So why didn't Rosenberg do that? Maybe the answer is that the specific totals would show 24 or so hours a week, including some time that was "voluntary." But that is no way to sell papers and generate web hits.
Remember, hit men get paid.
What a great comment from him, that about sums up everything.
Kudos to Mr. Schofield for this response. Howeva, we do have names, at least one of whom is quoted specifically: Terance Taylor. The clear import of his words was that Sundays were excessive. If he had to be there that Sunday for that amount of time (which needs further clarification) that alone is a violation.
Someone has thrown a stone and hid their hands!
Well looks like I won't be listening to any local sports radio for the next few days. I'm sure the local sparty hosts are going to have a field day talking about this stuff.

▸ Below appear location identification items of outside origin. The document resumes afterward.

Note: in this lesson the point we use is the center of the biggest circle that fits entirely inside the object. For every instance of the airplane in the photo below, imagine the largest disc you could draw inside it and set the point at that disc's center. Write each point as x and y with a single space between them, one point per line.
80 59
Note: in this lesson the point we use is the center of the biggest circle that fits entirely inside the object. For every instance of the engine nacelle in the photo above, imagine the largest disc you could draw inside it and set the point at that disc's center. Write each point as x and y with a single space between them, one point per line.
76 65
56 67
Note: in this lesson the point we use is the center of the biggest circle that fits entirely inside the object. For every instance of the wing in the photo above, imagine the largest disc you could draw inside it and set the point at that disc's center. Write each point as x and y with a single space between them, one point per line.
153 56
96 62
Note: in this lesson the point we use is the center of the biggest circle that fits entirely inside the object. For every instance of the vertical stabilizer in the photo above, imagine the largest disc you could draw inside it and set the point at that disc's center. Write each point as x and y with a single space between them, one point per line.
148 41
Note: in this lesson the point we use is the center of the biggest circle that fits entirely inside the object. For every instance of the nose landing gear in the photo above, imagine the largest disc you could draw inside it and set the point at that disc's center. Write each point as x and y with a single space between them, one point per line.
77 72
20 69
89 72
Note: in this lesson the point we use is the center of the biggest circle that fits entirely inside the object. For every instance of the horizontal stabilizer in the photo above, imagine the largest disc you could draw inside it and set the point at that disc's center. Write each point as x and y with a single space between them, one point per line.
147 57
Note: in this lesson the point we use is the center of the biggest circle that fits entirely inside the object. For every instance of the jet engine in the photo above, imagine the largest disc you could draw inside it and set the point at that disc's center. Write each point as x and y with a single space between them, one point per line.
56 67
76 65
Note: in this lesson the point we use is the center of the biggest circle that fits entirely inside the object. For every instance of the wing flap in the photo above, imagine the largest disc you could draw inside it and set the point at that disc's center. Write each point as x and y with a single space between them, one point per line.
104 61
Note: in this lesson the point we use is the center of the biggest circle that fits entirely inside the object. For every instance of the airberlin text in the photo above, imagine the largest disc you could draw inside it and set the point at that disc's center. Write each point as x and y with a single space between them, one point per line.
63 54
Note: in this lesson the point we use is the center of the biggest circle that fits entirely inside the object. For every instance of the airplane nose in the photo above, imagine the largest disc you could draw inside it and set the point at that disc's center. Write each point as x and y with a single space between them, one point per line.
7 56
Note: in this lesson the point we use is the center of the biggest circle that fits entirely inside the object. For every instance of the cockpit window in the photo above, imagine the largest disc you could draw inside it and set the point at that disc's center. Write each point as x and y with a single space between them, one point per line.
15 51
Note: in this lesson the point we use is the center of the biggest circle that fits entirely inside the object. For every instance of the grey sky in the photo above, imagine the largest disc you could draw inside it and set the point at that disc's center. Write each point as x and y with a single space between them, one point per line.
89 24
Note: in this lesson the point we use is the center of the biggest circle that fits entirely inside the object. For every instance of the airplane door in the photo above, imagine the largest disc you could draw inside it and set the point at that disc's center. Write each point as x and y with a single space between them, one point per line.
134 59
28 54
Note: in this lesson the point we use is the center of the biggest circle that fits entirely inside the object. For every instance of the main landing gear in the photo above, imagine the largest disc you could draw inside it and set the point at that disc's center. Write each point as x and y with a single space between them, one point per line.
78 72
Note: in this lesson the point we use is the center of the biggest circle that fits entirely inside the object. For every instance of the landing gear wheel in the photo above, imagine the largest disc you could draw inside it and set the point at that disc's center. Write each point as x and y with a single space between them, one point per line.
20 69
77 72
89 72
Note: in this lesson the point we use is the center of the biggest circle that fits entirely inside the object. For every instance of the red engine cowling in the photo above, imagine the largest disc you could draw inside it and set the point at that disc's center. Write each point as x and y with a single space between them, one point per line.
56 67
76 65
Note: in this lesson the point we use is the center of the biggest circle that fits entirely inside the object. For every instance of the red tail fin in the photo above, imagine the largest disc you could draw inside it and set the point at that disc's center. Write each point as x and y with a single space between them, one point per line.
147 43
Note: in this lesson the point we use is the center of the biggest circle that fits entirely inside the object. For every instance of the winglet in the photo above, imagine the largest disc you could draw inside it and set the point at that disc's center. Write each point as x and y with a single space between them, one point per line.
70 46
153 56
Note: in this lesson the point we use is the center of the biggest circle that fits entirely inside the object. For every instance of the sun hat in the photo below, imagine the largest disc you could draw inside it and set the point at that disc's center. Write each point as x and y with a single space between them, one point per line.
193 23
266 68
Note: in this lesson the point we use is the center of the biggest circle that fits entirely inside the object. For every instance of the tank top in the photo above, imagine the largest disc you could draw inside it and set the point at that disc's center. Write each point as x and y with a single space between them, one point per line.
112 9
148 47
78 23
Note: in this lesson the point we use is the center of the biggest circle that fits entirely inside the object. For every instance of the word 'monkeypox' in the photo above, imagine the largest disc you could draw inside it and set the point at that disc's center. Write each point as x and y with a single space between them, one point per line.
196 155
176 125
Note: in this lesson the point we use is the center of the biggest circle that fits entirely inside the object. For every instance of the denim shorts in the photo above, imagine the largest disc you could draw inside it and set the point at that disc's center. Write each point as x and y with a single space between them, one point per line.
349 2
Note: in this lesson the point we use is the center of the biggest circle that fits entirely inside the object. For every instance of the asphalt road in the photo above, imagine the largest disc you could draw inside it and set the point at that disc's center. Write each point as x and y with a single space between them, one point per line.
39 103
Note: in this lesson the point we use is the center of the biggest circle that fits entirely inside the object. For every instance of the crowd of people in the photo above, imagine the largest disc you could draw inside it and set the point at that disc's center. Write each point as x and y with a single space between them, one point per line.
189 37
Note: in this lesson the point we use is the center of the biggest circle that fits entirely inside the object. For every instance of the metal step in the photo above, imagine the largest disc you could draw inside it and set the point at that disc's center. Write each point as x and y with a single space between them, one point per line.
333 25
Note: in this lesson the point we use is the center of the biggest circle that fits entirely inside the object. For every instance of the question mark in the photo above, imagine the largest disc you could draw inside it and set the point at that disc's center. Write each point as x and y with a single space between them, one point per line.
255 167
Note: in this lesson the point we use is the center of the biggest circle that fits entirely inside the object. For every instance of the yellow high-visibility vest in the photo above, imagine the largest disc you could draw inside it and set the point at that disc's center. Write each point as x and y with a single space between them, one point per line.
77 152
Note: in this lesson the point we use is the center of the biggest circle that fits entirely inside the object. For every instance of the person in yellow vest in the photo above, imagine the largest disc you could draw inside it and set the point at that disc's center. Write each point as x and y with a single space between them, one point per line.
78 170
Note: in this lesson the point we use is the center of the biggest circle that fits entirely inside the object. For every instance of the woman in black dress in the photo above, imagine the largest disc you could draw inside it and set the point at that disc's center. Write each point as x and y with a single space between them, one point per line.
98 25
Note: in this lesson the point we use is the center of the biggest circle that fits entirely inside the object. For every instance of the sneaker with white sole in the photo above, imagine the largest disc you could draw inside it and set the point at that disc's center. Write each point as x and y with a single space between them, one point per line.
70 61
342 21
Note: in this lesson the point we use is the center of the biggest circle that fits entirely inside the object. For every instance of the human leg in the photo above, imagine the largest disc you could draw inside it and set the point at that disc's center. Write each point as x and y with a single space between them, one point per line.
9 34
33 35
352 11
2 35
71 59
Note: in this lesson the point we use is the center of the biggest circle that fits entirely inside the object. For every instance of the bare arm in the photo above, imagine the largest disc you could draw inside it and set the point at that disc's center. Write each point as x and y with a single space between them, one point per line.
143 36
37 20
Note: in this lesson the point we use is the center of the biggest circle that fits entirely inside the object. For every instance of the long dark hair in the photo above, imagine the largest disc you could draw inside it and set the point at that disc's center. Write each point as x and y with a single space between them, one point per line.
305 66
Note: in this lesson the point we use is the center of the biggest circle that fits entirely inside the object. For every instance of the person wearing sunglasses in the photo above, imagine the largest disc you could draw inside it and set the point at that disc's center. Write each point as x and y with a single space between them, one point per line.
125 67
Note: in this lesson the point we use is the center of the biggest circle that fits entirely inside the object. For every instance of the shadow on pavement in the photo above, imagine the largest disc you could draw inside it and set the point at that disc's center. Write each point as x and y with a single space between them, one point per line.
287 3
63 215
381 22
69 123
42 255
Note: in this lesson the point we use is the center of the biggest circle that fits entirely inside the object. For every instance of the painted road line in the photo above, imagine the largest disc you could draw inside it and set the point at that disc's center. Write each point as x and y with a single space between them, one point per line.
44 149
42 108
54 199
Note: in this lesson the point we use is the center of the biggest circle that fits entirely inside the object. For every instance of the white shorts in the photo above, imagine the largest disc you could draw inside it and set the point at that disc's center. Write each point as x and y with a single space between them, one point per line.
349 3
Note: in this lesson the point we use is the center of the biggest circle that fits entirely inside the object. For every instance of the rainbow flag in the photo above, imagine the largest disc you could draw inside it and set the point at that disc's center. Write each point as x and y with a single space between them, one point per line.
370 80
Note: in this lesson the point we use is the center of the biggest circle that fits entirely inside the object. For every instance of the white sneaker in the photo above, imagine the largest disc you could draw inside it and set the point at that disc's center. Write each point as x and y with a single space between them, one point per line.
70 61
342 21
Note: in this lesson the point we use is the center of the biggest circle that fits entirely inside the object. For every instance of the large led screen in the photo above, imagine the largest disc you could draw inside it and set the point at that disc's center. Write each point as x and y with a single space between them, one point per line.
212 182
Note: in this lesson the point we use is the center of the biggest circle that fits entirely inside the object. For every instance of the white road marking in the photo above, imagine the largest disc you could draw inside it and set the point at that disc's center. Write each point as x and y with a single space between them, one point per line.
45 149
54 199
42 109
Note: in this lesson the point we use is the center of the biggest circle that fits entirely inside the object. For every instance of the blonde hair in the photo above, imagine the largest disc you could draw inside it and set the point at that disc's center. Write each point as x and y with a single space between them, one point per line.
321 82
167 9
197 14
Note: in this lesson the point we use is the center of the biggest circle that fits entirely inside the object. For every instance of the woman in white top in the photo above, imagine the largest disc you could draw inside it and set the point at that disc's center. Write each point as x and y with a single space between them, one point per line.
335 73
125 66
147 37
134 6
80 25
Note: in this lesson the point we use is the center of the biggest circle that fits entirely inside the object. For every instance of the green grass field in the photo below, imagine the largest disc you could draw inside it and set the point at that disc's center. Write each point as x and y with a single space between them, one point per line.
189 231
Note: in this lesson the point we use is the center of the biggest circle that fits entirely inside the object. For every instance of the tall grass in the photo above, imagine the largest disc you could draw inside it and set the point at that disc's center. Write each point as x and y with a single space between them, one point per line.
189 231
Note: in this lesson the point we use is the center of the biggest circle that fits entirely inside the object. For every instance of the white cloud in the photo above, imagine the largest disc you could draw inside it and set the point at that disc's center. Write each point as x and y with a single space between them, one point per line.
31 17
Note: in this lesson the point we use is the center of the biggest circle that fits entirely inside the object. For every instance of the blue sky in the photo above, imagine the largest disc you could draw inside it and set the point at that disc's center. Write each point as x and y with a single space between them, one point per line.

I was really looking forward to full immersion this week, but I really don't want to smell this soon to be dead horse for the next week.
Oh, and the game broadcast will be brutal!
Someone is undermining Michigan because they didn't get the spot they wanted or they didn't like being told to run everywhere for practice. This is a strategic allegation! If it is coming from a coach or coaches. The purpose is they fear what Michigan will soon become a threat. Go back in history and see how that even the Big 10 made rules to hinder Michigan's dominance. Michigan, in turn, left the B10 for 10 years. This mess is not new. I just wish we kick enough butt over the coming years to shut up the haters. Or just let them eat 40 years of crow.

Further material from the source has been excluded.